Okay, let’s write a poem with the Google smart software. I am skeptical because Google set out to solve death. So far, no luck with that project. For poetic style, I quite like the approach of William Abernathy, who wrote a remarkable tribute to Queen Elizabeth called Elisaeis, Apotheosis poeticaas in Latin when he was trying to avoid arrest for religious heresy. (For more info on William Abernathy, navigate to your local university library and chase down Vol. 76, No. 5, Texts and Studies, 1979. “The Elisæis” of William Alabaster (Winter, 1979). Oh, the poem is a tribute to Elizabeth the First. Did I mention the poem was an epic, thousands upon thousands of lines. In Latin too. Hot stuff.)
Well, bummer. Mr. Alabaster is not listed as a stylistic choice on the Google write a poem Web site. I thought AI was smart. Well, let us sally forth with the clever and sometimes interesting Edwin Arlington Robinson who wrote:
Mininver loved the Medici,
Albeit he had never seen one;
He would have sinned incessantly
Could he have been one.
Yep, sin. But I had to pick other poets with which the smart Google AI is familiar. Trepedatiously I selected the fave of elderly literature teachers: Henry Wadsworth Longfellow. Plus in a nod to the Rona and rising infection rates, I plunked my mouse cursor on the liquor-loving and raven loving Edgar Allen Poe. Yep, I noted the “nevermore” in the article’s subtitle. Then I clicked “Next.”
I specified a quatrain in iambic pentameter with the rhyming scheme AB AB.
Google’s smart software wanted a chunk of poesy as a “seed” for the smart software. I provided:
Whoa, teenaged mind, cause no sorrow or pain
I want to point out that this is the first line of a poem my junior class English teacher Edwardine Sperling required us to write. (She loved cardinals, the bird, not the baseball team.) My poetic flight of fancy at age 15 on this line motivated Ms. Sperling to try and get me expelled me from high school. No sense of humor had she. (The compromise proposed by the assistant principal was that Ms Sperling could ban me from the National Honor Society as a result of my inappropriate writing, and I had to sit outside the class in the hallway for the remainder of the semester.)

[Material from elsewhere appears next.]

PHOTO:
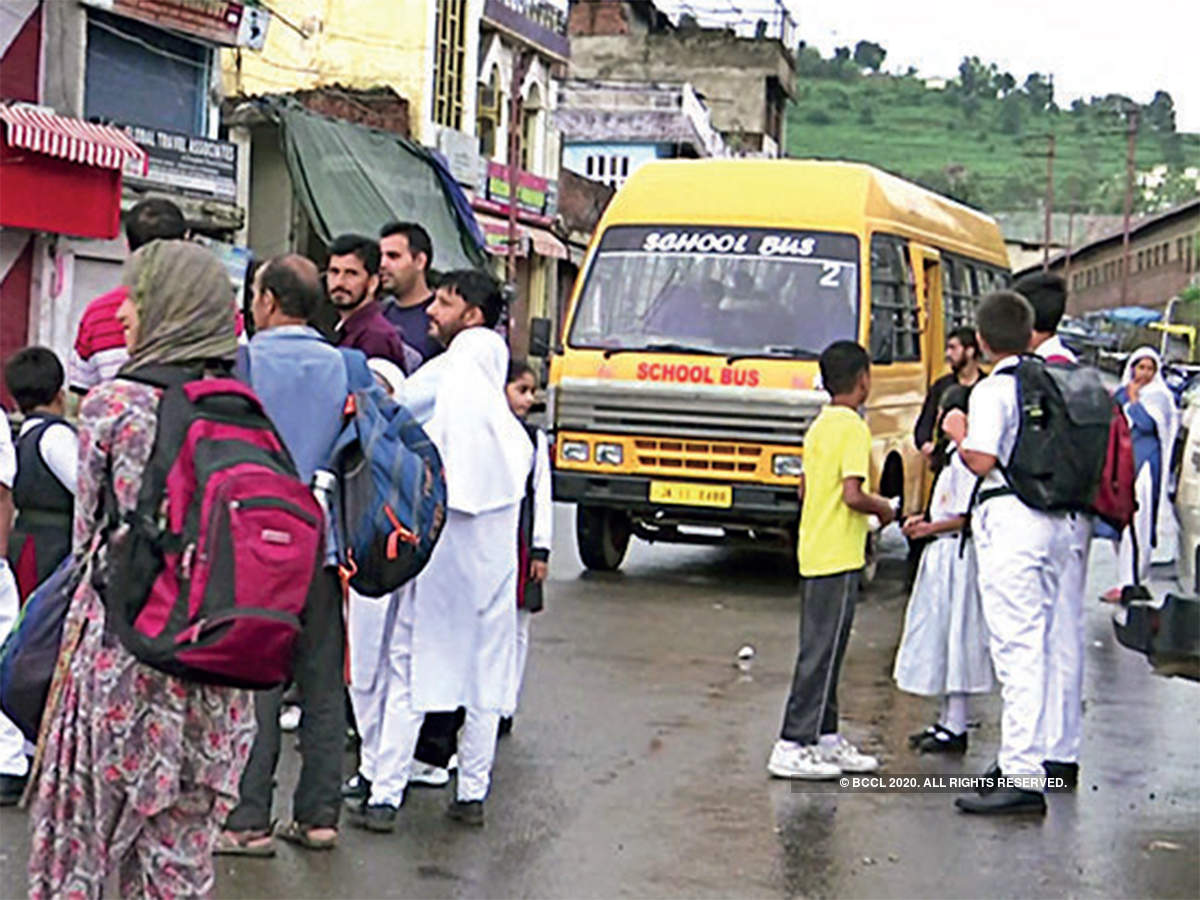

And what was my “Spirit of Nature” poem about? Nothing much. Just sitting in the woods on a sunny day in early autumn. Then the Spirit of Nature emerged from a pile of leaves. I explained that my Spirit of Nature was the October 1959 Playmate of the Month from Playboy magazine. I elaborated via metaphors (terrible metaphors I must confess) how the Spirit of Nature or Miss October helped move away from “sorrow or pain.” I will leave the details to your imagination. My poem was a hoot. But I got the boot.
Back to the Google smart poetry writer, a system which I hypothesized would have zero imagination and would have been an A student in dear Ms. Sperling’s literature class.
I clicked the Next button again. Magic. Google’s fine system spit out after some prompting after I provided the first line in red. Google goodness is in blue:
Whoa, teenaged mind, cause no sorrow or pain
Enlife a phantom of an idle love;
Yet in a fancy I could now attain
Look on the beauty of that world above!
Great stuff those words in blue crafted sharp and true by Lord Google.
Ms Sperling would have relished the “enlife” word. The prefix “en” leads to many coinages; for example, enbaloney, enstupid, and enmarketing. Maybe enAI? Sure. But no Playboy bunnies. No filthy innuendo. No double entendre. The meaning thing eludes me, but, hey, Google couldn’t solve death either. The GOOG is not doing too well in poesie either I opine. Any questions about Google’s query ad matching semantic system? Good.